On Sat, Jan 30, 2021 at 5:39 AM Hubert Tong <hubert.reinterpretcast@gmail.com> wrote:

On Wed, Jan 27, 2021 at 3:57 AM Corentin via SG16 <sg16@lists.isocpp.org> wrote:

Hello,

Very quick reminder, using C++20 terminology

We have:

- basic source character set, which, while of limited use in the core language is used quite a bit in the library as a proxy for "displayable characters available in all encodings", which removal would then be slightly more involved.

- The execution character set(s) which describe actual character sets used during evaluation and are therefore necessary.

- The basic execution character set, which is a super set of the basic source character set

and a subset of all execution character sets.

It's strictly basic source character set + alert + backspace + carriage return + NULL

Nowhere is it used in the library.

It is not used in the core language either, except of course that we need to prescribe that NULL is encoded as 0 and that digits are encoded sequentially.

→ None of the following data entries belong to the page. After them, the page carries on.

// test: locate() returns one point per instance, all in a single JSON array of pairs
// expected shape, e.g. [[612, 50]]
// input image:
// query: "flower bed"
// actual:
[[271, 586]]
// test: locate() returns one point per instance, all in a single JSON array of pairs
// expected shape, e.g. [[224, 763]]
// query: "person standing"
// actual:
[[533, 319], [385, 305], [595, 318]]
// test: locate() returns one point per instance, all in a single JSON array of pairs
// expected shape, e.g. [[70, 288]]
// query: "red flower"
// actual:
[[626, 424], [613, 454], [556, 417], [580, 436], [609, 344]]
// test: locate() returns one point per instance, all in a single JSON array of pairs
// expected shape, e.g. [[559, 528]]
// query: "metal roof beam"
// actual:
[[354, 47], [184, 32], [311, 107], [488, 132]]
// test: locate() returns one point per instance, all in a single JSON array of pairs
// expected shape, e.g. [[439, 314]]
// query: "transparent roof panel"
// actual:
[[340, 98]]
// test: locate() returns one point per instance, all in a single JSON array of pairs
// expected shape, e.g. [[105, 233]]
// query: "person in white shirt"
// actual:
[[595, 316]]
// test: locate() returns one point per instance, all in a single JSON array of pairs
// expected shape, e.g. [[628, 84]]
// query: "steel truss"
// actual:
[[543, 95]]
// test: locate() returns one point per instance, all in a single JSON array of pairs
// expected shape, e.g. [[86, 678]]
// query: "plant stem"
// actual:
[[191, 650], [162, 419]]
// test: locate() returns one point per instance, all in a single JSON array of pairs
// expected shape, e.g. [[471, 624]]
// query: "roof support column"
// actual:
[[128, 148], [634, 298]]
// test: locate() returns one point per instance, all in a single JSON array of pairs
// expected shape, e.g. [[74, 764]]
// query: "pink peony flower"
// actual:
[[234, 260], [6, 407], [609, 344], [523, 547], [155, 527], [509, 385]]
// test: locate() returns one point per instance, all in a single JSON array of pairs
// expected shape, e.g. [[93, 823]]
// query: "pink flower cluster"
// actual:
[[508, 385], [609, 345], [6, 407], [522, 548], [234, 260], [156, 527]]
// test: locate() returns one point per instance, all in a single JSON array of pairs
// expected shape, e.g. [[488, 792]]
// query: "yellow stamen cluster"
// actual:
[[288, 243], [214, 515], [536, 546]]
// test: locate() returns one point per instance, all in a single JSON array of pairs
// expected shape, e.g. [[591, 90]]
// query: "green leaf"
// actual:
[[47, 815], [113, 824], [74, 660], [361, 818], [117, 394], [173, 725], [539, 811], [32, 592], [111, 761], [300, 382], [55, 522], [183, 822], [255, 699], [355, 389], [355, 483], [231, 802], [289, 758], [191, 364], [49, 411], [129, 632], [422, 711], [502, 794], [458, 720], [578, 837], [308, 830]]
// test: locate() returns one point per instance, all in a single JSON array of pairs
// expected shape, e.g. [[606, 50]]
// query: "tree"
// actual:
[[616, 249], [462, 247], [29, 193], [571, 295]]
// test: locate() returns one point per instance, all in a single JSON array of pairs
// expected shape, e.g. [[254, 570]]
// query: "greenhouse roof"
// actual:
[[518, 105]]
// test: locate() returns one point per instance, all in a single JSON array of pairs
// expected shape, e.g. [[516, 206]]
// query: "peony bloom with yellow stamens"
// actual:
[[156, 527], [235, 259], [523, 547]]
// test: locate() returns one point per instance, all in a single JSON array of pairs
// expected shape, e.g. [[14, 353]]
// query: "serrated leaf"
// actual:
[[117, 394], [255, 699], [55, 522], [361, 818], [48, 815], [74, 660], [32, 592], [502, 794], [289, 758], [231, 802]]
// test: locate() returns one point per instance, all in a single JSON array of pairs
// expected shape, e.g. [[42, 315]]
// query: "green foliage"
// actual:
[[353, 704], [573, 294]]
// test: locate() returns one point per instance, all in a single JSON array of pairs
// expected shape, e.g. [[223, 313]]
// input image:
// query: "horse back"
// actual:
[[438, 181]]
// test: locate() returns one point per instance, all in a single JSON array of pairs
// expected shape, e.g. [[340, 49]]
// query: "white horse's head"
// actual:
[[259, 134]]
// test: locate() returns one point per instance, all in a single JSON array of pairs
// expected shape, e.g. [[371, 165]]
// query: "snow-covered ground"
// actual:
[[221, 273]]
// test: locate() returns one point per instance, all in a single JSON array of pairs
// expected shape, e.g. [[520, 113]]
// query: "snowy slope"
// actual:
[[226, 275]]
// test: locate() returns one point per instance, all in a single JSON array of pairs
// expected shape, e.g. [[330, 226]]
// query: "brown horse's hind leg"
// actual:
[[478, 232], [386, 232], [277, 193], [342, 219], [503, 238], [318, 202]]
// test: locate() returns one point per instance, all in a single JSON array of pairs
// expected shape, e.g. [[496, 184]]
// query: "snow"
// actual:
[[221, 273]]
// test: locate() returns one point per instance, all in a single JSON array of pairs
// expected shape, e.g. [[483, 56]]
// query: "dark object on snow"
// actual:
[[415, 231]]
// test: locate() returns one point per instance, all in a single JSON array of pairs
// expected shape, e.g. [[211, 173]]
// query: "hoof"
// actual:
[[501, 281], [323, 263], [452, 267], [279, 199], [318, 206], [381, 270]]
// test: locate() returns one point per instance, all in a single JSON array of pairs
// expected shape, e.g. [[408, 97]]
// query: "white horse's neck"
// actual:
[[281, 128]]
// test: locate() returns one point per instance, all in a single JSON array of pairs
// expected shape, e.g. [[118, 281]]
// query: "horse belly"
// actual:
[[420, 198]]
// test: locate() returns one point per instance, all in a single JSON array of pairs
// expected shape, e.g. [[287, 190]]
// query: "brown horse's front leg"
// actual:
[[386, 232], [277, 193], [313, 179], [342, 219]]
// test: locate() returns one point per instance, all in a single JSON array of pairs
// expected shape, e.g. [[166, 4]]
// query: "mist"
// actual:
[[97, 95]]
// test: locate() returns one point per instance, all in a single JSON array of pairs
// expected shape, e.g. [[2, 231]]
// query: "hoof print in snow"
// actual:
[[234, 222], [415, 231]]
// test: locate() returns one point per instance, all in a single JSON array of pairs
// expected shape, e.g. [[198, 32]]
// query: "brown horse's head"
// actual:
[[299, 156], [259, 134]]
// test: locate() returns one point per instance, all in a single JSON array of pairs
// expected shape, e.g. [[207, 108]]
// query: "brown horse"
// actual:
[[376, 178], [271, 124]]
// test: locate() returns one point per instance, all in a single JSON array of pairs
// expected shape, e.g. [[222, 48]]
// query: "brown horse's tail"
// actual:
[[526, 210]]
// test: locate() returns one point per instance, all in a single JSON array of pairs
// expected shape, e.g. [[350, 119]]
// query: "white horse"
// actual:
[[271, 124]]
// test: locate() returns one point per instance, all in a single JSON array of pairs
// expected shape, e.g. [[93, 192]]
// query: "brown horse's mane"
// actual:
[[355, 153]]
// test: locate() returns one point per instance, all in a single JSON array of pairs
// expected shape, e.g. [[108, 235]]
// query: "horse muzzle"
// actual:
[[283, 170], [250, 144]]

While alert + backspace + carriage return are mentioned in escape sequences, if a theoretical encoding would miss these characters, there would be no further ill-effect on the behavior of the standard.

The main change on top of the C++20 wording would be as follow

The ~~basic~~ execution character set and the ~~basic~~ execution wide-character set shall each contain all the members of the basic source character set, ~~plus control characters representing alert, backspace, and carriage return,~~ plus a null character (respectively, null wide character), whose value is 0. For each ~~basic~~ execution character set, the values of the members shall be non-negative and distinct from one another. In both the source and execution basic character sets,

You missed a "basic" as applied to "execution character set" here.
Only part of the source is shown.